(Host) This year Westminster will break with tradition by holding its town meeting on Saturday. But one non-binding item on the warning seeks to prevent another kind of change. It’s aimed at protecting the town’s scenic ridge lines.
VPR’s Susan Keese has more.
(Keese) For Rick Cowan, it’s a question of how much one person’s million dollar view should be allowed to change the scenery for everyone. Cowan is one a group of Westminster residents who are disturbed by a sudden increase in ridge top homes in nearby towns.
(Cowan) “Folks tend to – either builders or owners – clear cut two or three acres on a ridgeline, put their trophy home up there and the view that’s sort of framed the valley for thousands of years is occupied by a bunch of big homes.”
(Keese) The town’s planning commission has been hearing similar concerns. So this year voters will be asked whether they want to pursue a zoning ordinance that would address the issue. If the answer is yes, a second article calls for interim zoning to protect ridge tops until a permanent by law is worked out.
Westminster town manager Glenn Smith has been hearing opinions on both sides.
(Smith) “The two sides of the discussion are one, to what extent do these ridgelines represent scenic resources that should be protected? And on the other hand, to what extent is it appropriate to restrict a landowner’s right to develop his or her property if that property happens to be along a ridgeline?”
(Keese) Cowan says his group doesn’t want to ban ridge top development, just to regulate it. He says an ordinance might require rooftops not to break the contours of a hill.
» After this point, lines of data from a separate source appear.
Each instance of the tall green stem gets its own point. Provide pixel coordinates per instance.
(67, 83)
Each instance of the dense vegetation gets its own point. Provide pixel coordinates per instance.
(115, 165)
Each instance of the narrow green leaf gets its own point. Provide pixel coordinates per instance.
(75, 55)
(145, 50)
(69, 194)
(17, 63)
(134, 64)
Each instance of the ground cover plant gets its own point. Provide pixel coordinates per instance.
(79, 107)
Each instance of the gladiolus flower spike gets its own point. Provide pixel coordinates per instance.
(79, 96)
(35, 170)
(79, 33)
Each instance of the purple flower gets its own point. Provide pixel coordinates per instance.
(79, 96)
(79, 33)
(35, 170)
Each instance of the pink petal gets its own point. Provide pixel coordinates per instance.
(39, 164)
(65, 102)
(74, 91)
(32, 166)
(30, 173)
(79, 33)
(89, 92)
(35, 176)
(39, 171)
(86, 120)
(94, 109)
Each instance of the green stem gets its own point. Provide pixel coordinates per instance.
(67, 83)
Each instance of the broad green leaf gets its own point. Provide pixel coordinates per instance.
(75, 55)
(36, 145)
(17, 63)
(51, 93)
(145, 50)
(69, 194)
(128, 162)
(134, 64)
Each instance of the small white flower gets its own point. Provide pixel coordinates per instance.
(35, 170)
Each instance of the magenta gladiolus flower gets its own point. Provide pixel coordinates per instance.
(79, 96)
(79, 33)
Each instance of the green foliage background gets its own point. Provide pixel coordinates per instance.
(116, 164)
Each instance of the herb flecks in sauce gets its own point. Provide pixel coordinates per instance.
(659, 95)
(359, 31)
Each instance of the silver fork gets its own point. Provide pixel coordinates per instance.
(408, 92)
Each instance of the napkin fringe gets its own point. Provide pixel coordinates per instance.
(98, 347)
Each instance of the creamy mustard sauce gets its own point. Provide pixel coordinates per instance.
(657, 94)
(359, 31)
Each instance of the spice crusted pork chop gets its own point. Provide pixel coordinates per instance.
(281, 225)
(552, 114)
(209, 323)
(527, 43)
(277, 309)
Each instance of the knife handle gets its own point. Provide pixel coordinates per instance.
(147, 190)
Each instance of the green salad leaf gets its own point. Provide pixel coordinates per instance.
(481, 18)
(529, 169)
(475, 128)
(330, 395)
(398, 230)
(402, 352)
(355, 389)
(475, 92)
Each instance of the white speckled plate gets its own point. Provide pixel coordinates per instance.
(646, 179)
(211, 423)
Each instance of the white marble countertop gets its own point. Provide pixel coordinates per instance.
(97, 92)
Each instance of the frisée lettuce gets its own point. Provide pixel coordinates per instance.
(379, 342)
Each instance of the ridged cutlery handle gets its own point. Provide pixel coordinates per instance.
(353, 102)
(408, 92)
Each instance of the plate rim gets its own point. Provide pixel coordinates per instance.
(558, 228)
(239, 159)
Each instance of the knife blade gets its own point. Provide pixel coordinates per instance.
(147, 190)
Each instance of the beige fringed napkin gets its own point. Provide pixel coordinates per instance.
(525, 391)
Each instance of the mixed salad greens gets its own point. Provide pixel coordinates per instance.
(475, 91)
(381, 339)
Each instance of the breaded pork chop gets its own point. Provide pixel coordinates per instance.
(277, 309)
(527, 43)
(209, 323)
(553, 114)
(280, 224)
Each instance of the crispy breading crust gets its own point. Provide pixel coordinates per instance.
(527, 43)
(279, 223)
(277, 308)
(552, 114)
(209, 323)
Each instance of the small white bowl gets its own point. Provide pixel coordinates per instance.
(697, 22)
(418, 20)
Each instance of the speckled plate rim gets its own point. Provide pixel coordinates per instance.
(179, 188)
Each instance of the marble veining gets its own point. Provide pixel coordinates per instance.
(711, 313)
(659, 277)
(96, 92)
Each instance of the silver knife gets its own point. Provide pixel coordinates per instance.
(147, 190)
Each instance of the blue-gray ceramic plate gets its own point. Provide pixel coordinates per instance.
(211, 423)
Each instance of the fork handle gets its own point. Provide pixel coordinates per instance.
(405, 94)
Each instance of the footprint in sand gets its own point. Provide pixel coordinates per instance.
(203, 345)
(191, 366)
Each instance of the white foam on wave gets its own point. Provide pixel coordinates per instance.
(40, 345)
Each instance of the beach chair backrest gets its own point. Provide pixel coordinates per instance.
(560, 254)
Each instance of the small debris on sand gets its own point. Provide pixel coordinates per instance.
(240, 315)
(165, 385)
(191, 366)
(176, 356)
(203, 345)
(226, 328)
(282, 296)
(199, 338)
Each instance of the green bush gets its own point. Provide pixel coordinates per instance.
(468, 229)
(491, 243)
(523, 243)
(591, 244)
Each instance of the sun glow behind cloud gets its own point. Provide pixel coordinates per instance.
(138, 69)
(Cowan) “So instead of putting your house at the very tippity top where everyone has to look at it, you just put it down a little. Another thing is to have the lighting instead of directed straight out into everyone else’s eyes, just have the lighting pointed down.”
(Keese) Cowan says several Vermont towns already have rules like these. He says it’s important for municipalities to act quickly if they want to protect their pristine views, because state regulations are changing.
Jim Matteau, the director of the Windham Regional Planning Commission, agrees. For years, he says, towns have relied on rules on septic systems to limit high altitude building.
(Matteau) “Because the soils and slopes are such that you couldn’t get a septic permit up there anyway. And those laws are liberalizing in Vermont. And in a couple of years it’s going to be possible to build homes with septic systems on slopes and soils that weren’t previously possible.”
(Keese) But advances in waste disposal technology have changed that. Matteau says the new rules will allow septic systems to be built almost anywhere, provided their designers can show that they’ll protect water quality.
For Vermont Public Radio, I’m Susan Keese.